Понимаете, очень тяжело стало последнее время наблюдать за чем-то похожим на массовое безумие, охватившее огромное число людей, в том числе, с которыми я общаюсь. Многим из них я ничего не могу объяснить. Они разговаривают со мной фразами из телевизора. Они разговаривают со мной штампами какими-то готовыми. Иногда, потратив на это массу времени, я могу их в чем-то переубедить, что-то им объяснить, но тоже это не всегда получается. Я надеюсь, что это все-таки будет проходить, потому что невозможно держать в таком зомбирующем состоянии всю страну длительное время, что люди сами начнут понимать, что происходит; что они начнут ощущать реальность. Я очень на это надеюсь.

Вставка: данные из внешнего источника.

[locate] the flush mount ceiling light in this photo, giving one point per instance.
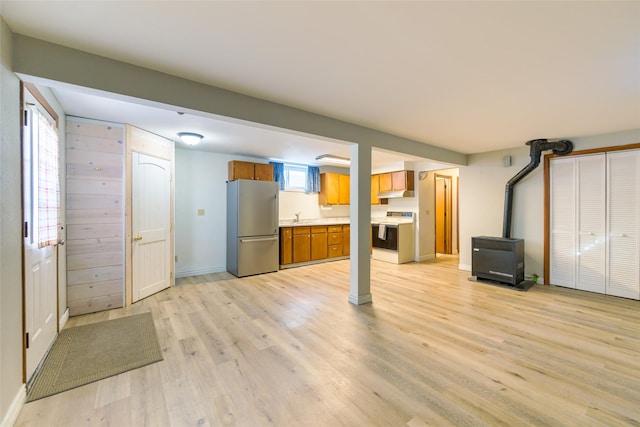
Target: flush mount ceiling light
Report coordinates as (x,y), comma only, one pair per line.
(190,137)
(329,158)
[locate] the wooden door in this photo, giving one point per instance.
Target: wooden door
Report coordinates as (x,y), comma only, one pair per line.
(329,189)
(443,214)
(263,172)
(301,244)
(562,215)
(591,202)
(344,191)
(623,228)
(286,245)
(346,240)
(151,223)
(399,180)
(40,264)
(241,170)
(375,189)
(318,243)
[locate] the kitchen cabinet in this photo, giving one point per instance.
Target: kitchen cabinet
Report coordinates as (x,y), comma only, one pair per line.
(375,189)
(249,170)
(346,240)
(385,182)
(334,189)
(334,241)
(402,180)
(344,193)
(301,250)
(318,242)
(312,244)
(286,245)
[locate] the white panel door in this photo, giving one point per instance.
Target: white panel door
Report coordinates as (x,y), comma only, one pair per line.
(591,222)
(40,265)
(151,225)
(623,257)
(562,213)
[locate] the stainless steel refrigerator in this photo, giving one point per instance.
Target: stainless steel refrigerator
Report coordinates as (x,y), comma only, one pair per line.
(252,227)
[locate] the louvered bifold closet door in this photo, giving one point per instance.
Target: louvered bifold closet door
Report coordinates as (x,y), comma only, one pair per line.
(562,245)
(623,260)
(591,260)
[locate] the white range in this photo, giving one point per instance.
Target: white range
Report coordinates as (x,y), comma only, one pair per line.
(393,237)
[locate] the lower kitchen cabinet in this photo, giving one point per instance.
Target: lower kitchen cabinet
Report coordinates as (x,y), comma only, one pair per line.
(334,241)
(301,244)
(305,244)
(318,242)
(346,240)
(286,245)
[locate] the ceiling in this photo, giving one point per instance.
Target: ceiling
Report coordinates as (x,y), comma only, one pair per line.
(467,76)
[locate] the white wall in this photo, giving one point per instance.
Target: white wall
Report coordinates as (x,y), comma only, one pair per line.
(482,185)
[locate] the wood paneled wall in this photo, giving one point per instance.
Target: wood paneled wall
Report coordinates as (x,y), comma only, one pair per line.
(95,216)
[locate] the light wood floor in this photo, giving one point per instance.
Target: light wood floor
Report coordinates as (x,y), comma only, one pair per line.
(287,349)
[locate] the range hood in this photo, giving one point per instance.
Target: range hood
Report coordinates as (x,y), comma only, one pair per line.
(395,194)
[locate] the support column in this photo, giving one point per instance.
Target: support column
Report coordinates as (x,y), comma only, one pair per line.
(360,212)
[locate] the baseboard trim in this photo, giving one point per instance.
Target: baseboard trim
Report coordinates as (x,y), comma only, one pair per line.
(199,271)
(63,319)
(15,407)
(360,299)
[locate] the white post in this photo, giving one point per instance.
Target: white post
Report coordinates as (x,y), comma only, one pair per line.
(360,211)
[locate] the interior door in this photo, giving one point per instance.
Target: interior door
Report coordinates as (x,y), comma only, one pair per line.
(151,225)
(40,264)
(443,214)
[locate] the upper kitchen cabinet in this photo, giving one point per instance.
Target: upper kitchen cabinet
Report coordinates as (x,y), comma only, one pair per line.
(334,189)
(385,182)
(402,181)
(375,189)
(249,170)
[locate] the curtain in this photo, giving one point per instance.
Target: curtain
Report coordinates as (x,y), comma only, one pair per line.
(313,180)
(48,186)
(278,174)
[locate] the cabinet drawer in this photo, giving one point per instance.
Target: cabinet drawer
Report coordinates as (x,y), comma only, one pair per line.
(334,251)
(335,238)
(301,230)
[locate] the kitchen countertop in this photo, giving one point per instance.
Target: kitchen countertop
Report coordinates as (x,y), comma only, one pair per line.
(307,222)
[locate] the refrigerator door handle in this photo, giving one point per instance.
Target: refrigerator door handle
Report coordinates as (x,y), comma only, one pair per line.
(263,239)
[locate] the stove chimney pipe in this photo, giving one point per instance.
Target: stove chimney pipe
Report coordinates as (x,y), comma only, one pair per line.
(559,147)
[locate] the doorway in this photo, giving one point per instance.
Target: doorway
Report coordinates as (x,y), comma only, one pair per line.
(41,233)
(443,214)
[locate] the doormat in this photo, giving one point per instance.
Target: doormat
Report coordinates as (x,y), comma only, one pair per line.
(89,353)
(523,286)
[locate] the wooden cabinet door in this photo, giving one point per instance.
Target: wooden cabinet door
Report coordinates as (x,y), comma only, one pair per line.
(301,244)
(344,191)
(286,245)
(346,239)
(318,243)
(240,170)
(263,172)
(385,182)
(329,189)
(375,189)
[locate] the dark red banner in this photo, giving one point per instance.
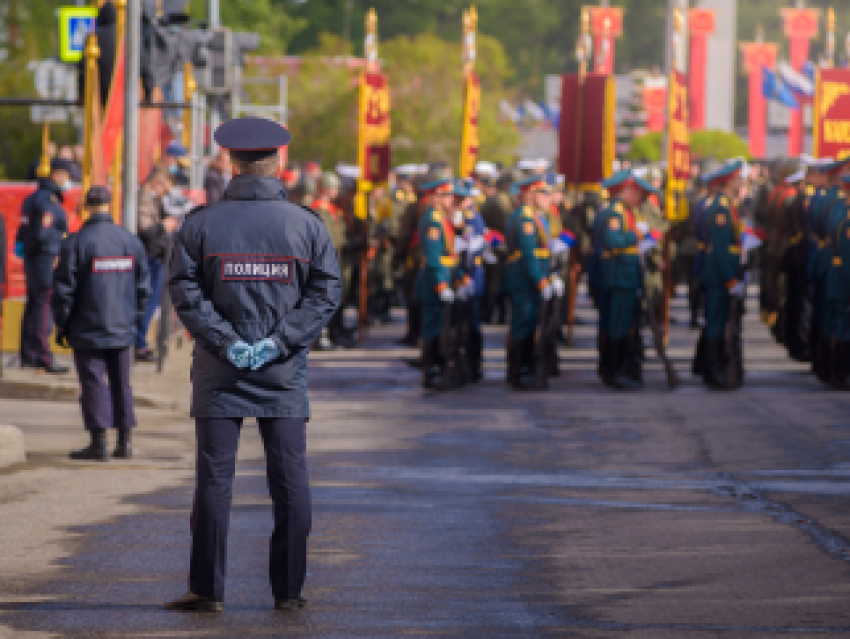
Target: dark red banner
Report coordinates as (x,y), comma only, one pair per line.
(586,135)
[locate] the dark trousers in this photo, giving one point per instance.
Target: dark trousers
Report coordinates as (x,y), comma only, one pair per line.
(285,442)
(36,326)
(156,270)
(105,405)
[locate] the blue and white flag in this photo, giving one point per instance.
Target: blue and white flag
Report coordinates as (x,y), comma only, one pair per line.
(773,88)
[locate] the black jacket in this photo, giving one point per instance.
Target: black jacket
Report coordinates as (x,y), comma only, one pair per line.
(253,266)
(43,225)
(100,286)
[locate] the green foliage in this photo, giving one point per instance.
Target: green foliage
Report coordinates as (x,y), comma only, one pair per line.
(426,97)
(645,148)
(276,27)
(717,145)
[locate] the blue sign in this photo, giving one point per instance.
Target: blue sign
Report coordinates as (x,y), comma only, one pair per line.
(75,23)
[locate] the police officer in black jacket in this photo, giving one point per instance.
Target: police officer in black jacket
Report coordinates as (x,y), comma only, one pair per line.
(99,290)
(43,225)
(254,278)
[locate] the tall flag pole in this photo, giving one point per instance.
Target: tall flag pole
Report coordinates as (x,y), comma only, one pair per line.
(757,55)
(801,25)
(678,143)
(701,24)
(373,144)
(606,24)
(469,143)
(831,106)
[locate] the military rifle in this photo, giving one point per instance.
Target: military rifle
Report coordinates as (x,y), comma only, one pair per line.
(541,372)
(449,349)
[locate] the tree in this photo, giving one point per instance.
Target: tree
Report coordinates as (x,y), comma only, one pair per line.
(715,145)
(425,92)
(266,17)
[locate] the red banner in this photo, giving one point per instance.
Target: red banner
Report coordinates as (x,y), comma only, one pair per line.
(469,135)
(678,150)
(832,113)
(374,128)
(113,120)
(586,136)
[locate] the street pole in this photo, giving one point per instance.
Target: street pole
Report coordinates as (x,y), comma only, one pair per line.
(130,182)
(213,16)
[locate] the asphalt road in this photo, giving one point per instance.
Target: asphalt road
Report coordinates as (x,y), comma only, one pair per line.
(481,512)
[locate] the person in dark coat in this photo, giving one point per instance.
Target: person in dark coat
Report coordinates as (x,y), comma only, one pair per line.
(100,289)
(43,225)
(254,279)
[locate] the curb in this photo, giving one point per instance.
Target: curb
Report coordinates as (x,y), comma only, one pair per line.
(59,392)
(13,449)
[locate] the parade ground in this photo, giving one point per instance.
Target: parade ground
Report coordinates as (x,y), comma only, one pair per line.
(480,512)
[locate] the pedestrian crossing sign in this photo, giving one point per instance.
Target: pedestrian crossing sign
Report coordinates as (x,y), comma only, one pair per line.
(75,23)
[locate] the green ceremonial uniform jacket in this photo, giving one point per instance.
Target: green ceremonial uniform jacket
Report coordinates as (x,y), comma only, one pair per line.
(619,265)
(438,261)
(722,233)
(528,240)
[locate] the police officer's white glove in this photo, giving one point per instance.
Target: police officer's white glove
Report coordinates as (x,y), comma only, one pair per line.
(240,354)
(557,286)
(263,352)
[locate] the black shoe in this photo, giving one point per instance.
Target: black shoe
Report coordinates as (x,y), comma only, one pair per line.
(190,602)
(408,340)
(290,604)
(54,369)
(123,447)
(97,450)
(145,355)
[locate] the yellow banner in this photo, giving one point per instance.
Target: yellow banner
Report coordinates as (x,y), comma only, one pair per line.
(469,136)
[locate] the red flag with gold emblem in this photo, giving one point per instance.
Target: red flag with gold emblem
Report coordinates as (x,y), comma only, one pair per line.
(469,137)
(374,128)
(586,135)
(832,113)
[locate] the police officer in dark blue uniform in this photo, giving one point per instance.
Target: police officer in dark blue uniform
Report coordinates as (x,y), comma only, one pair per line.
(99,290)
(254,279)
(43,225)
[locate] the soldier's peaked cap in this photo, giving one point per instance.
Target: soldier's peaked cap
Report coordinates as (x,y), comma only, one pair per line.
(837,165)
(440,185)
(623,178)
(252,138)
(726,172)
(98,196)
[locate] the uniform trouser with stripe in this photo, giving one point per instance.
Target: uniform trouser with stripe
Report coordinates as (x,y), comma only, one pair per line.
(36,327)
(285,443)
(105,405)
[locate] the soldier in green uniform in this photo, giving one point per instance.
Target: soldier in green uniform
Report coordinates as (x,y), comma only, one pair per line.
(722,274)
(526,279)
(819,264)
(495,211)
(435,282)
(406,256)
(327,192)
(618,279)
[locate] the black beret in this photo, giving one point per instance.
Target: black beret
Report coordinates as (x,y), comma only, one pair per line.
(60,164)
(98,196)
(252,134)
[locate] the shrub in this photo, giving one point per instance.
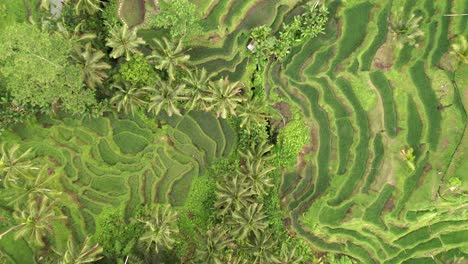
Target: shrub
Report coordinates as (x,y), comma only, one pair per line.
(311,23)
(138,72)
(115,235)
(291,140)
(180,17)
(110,13)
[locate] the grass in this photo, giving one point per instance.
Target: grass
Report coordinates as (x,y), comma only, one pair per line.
(355,19)
(380,38)
(132,12)
(130,143)
(386,95)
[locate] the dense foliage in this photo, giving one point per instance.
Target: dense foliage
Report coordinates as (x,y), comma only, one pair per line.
(141,145)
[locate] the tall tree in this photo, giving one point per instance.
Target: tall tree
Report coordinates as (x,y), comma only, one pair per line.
(258,174)
(87,6)
(86,253)
(31,187)
(127,98)
(250,220)
(166,96)
(124,41)
(251,113)
(159,228)
(223,97)
(197,81)
(263,248)
(215,244)
(93,69)
(14,165)
(169,56)
(233,194)
(37,71)
(35,221)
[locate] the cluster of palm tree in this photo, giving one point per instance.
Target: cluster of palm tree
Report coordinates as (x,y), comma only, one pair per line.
(181,87)
(241,234)
(27,190)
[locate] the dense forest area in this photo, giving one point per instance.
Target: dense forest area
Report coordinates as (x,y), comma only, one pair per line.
(229,131)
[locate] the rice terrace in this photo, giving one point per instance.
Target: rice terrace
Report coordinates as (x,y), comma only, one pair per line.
(233,131)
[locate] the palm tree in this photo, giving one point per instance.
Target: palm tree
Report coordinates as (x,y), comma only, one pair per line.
(3,259)
(87,6)
(169,55)
(263,248)
(36,221)
(233,194)
(250,220)
(13,165)
(124,41)
(159,228)
(87,253)
(30,188)
(223,97)
(127,98)
(93,70)
(197,81)
(215,243)
(459,49)
(166,96)
(288,255)
(406,30)
(257,172)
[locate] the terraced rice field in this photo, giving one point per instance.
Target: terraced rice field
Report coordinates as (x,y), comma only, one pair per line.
(365,101)
(122,162)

Т.Фельгенгауэр― А вы сами, в какой бы книжке Стругацких хотели бы жить, в каком мире?
Б.Вишневский― Ну, конечно, в мире «Полудня». В каком бы еще другом мире я хотел бы жить? Это абсолютно привлекательный мир, где единственной проблемой является ограниченность ресурсом на пути познания. Я бы с огромным удовольствием жил бы в этом светлом и радостном мире, который Стругацкие начертали именно как мир, в котором они бы хотели жить. Я абсолютно разделяю их мнение. Я не знаю, удастся ли мне дожить, что такой мир будет вокруг меня, но, по крайней мере, пытаюсь изменить тот мир, который существует и как депутат, и как журналист, и как политик, и как человек просто. Вот делай, что должно – случится, чему суждено. Тоже один из принципов, которого я стараюсь придерживаться как могу. Да, конечно, я делаю ошибки тоже. Вообще, безошибочных людей никогда не бывает. Я умею их признавать. Я понимаю, что невозможно принимать всегда только правильные решения.
Т.Фельгенгауэр― Спасибо большое! В программе «Разбор полета» сегодня нашим гостем был Борис Вишневский.
И.Воробьева― Спасибо!
Б.Вишневский― Спасибо большое вам, Таня, Ира.